Ensinamento de Buda, hoje enraizado na cultura e chamado  de kansha no kokoro: coração de gratidão.
 
Sumimasen  é outra palavra chave.  Desculpe, sinto muito, com licença. 


Por  vezes me parecia que as pessoas pediam desculpas por viver.   Desculpe causar preocupação, desculpe incomodar, desculpe precisar falar  com você, ou tocar à sua porta.  Desculpe pela minha dor, pelo  minhas lágrimas, pela minha passagem, pela preocupação que estamos  causando ao mundo. Sumimasem.
 
Quando  temos humildade e respeito pensamos nos outros, nos seus sentimentos,  necessidades. Quando cuidamos da vida como um todo, somos cuidadas e respeitadas. O  inverso não é verdadeiro: se pensar primeiro em mim e só cuidar de mim,  perderei.  Cada um de nós, cada uma de nós é o todo  manifesto.
 
Acompanhando  as transmissões na TV e na Internet pude pressentir a atenção e cuidado  com quem estaria assistindo: mostrar a realidade, sem ofender, sem  estarrecer, sem causar pânico.  As vítimas encontradas, vivas ou  mortas eram gentilmente cobertas pelos grupos de  resgate e  delicadamente transportadas – quer para as tendas do exército, que serviam de hospital, quer para as ambulâncias, helicópteros, barcos, que  os levariam a hospitais.
 
Análise  da situação por especialistas, informações incessantes a toda população  pelos oficiais do governo e a noção bem estabelecida de que “somos um só  povo e um só país”.
 
Telefonei  várias vezes aos templos por onde passei e recebi telefonemas.   Diziam-me do exagero das notícias internacionais, da confiança nas  soluções que seriam encontradas e todos me pediram que não cancelasse  nossa viagem em Julho próximo.
 
Aprendemos  com essa tragédia  o que Buda ensinou há dois mil e quinhentos  anos: a vida é transitória,  nada é seguro neste mundo,  tudo  pode ser destruído em um instante e reconstruído novamente.
 
Reafirmando  a Lei da Causalidade podemos perceber como tudo  está interligado e  que nós humanos não somos e jamais seremos capazes de salvar a  Terra.  O planeta tem seu próprio movimento e vida.  Estamos na superfície, na casquinha mais fina.  Os movimentos das placas  tectônicas não tem a ver com sentimentos humanos, com divindades,  vinganças ou castigos.  O que podemos fazer é cuidar da pequena  camada produtiva, da água, do solo e do ar que respiramos.  E isso  já é uma tarefa e tanto.
 
Aprendemos  com o povo japonês que a solidariedade leva à ordem, que a paciência  leva à tranquilidade e que o sofrimento compartilhado leva à  reconstrução.
 
Esse  exemplo de solidariedade, de bravura, dignidade, de humildade, de  respeito aos vivos e aos mortos ficará impresso em todos que  acompanharam os eventos que se seguiram a 11 de  março.
 
Minhas  preces, meus respeitos, minha ternura e minha imensa tristeza em  testemunhar tanto sofrimento e tanta dor de um povo que aprendi a amar e  respeitar. 

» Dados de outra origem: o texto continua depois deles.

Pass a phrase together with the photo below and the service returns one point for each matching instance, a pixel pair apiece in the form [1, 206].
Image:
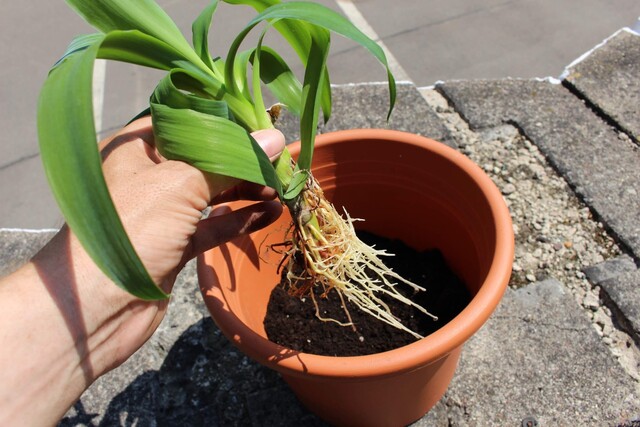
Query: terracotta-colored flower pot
[404, 186]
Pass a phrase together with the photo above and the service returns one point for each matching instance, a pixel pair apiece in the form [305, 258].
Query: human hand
[80, 325]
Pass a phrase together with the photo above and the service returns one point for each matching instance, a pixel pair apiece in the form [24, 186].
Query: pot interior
[424, 197]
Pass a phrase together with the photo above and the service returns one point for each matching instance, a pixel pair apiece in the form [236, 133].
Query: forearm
[50, 348]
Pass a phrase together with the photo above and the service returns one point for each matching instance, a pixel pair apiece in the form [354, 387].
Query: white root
[336, 259]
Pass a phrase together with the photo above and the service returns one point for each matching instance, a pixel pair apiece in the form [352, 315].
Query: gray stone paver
[610, 269]
[610, 78]
[366, 106]
[551, 364]
[539, 356]
[594, 159]
[624, 291]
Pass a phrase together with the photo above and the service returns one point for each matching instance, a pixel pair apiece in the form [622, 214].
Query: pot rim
[406, 358]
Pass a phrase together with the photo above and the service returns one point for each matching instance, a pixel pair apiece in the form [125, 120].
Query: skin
[64, 323]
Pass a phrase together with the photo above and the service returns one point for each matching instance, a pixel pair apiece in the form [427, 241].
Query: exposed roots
[336, 259]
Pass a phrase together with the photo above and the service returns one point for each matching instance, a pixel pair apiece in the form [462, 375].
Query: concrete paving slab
[458, 39]
[610, 269]
[539, 356]
[599, 163]
[609, 77]
[366, 106]
[25, 194]
[624, 292]
[18, 246]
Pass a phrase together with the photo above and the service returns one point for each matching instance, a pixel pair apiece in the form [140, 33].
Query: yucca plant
[203, 111]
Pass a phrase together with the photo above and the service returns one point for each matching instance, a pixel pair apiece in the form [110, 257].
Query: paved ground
[430, 41]
[562, 349]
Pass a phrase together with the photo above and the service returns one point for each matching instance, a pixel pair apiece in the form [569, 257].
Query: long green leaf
[212, 144]
[73, 167]
[280, 80]
[311, 97]
[200, 34]
[297, 34]
[321, 16]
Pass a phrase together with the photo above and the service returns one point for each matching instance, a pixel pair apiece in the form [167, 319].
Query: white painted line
[354, 15]
[99, 78]
[30, 230]
[585, 55]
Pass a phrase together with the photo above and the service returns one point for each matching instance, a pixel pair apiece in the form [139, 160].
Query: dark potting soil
[292, 322]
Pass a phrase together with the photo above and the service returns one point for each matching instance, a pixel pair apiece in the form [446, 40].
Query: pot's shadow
[204, 381]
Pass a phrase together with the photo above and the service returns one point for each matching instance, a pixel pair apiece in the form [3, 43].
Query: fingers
[272, 142]
[224, 225]
[245, 191]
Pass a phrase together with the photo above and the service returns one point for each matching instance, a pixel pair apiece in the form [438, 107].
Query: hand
[65, 322]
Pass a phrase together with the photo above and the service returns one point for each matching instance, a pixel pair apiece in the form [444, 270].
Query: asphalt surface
[429, 41]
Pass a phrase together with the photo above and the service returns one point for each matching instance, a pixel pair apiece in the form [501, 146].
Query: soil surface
[292, 322]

Havia  pessoas suas conhecidas na tragédia?, me perguntaram. E só posso dizer :  todas.  Todas eram e são pessoas de meu conhecimento.  Com  elas aprendi a orar, a ter fé, paciência, persistência.  Aprendi a respeitar meus ancestrais e a linhagem de Budas.  

Mãos  em prece (gassho)
 
(Monja  Coen)

Um comentário:

  1. Eu ouvi essa palavra kokoro uma única vez. Foi num programa da Oprah Winfrey, pela boca de uma médica que tinha mais de 80 anos e ainda ativa falava sobre qualidade de vida. Eu fiquei bastante interessada, pensando uma hora em procurar informações na internet e acabei esquecendo, dando uma espiada em seu blog, relembrei. Obrigada!